Agenda 09/09/2019 às 18:22

Estaríamos diante de um erro do tipo permissivo? Será caso de erro de proibição ou ainda um tipo intermediário?

I - O FATO

Por via do projeto denominado anticrime, o governo pretende ampliar a legítima defesa.

Para tanto, contempla o reconhecimento da excludente de ilicitude na hipótese de perigo em face de possível conflito armado. Também sob a escusa de se agir em estado de medo ou surpresa, justifica a ação desmedida de defesa, que se transforma em agressão.

Com essas propostas, se desfigura a excludente da legítima defesa.
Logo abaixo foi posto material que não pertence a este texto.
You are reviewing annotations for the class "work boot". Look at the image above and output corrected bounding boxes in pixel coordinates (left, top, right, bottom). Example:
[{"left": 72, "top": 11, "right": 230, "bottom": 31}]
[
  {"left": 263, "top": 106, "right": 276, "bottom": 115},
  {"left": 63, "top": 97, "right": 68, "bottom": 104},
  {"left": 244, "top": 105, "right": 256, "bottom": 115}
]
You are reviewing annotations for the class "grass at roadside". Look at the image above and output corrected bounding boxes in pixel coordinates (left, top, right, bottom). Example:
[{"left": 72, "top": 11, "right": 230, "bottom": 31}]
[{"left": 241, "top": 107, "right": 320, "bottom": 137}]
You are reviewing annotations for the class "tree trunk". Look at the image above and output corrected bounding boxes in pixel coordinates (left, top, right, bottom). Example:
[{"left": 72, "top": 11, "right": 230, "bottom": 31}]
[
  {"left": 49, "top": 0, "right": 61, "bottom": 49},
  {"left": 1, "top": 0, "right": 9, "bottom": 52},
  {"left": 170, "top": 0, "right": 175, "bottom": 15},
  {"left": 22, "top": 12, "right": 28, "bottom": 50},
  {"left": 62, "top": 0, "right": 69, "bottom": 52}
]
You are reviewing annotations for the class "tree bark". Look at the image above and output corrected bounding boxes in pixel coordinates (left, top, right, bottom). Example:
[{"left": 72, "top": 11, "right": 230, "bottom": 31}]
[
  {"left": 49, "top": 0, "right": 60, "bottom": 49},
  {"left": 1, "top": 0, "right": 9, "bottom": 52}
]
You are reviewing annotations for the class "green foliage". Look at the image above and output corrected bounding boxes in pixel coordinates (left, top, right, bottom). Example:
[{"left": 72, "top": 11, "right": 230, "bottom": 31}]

Não se pode conceber no ordenamento penal brasileiro uma autêntica licença para matar sem limites.

A proposta trazida à colação é evidentemente inconstitucional.

A interpretação que tem sido dada a tal instituto se formula na possibilidade de descrever uma situação como “a produção de um documento oficial que localiza a morte em questão como decorrente de resistência à autoridade policial, como se tivesse ocorrido um confronto”.

Tem-se quanto ao executor, realizando a diligência sem arrimo nas formalidades legais, que incorrerá, havendo dolo, no crime de abuso de autoridade.


II - A LEGÍTIMA DEFESA

Exige-se para a legítima defesa:

1.  repulsa a agressão atual ou iminente e injusta;

2.  defesa de direito próprio ou alheio;

3.  emprego moderado de meios necessários;

4.  orientação de ânimo do agente no sentido de praticar atos defensivos.

São necessários os meios reputados eficazes e suficientes para repelir a agressão. Já decidiu o Supremo Tribunal Federal que o modo de repelir a agressão também pode influir decisivamente na caracterização do elemento em exame (RTJ 85/475-7). Nessa linha de pensar, o emprego de arma de fogo não para matar, mas para ferir ou para amedrontar (tiro fora do alvo) poderia  ser considerado, em certas circunstâncias, o meio disponível, menos lesivo, eficaz e, portanto, necessário. Tal solução merece sérios debates numa sociedade que precisa combater o uso de armas.

Há a análise da questão da proporcionalidade, na legítima defesa.


III - A TEORIA LIMITADA DA CULPABILIDADE

Na doutrina, para a chamada teoria limitada da culpabilidade, nota-se que as discriminantes putativas são divididas entre as que ocorrem em relação a pressuposto fático de uma excludente de ilicitude (para uns, erro do tipo permisivo) e quando relacionadas ao limite ou a existência de uma causa de justificação (erro de proibição indireto). Com o devido respeito, penso que o erro na discriminante putativa é o erro de proibição.

Para aquela teoria limitada da culpabilidade, no erro sobre os pressupostos fáticos de uma causa de justificação, ocorre um erro do tipo permissivo. No erro sobre a existência ou sobre os limites de uma causa de justificação, configura-se o erro de proibição, com a exclusão da culpabilidade.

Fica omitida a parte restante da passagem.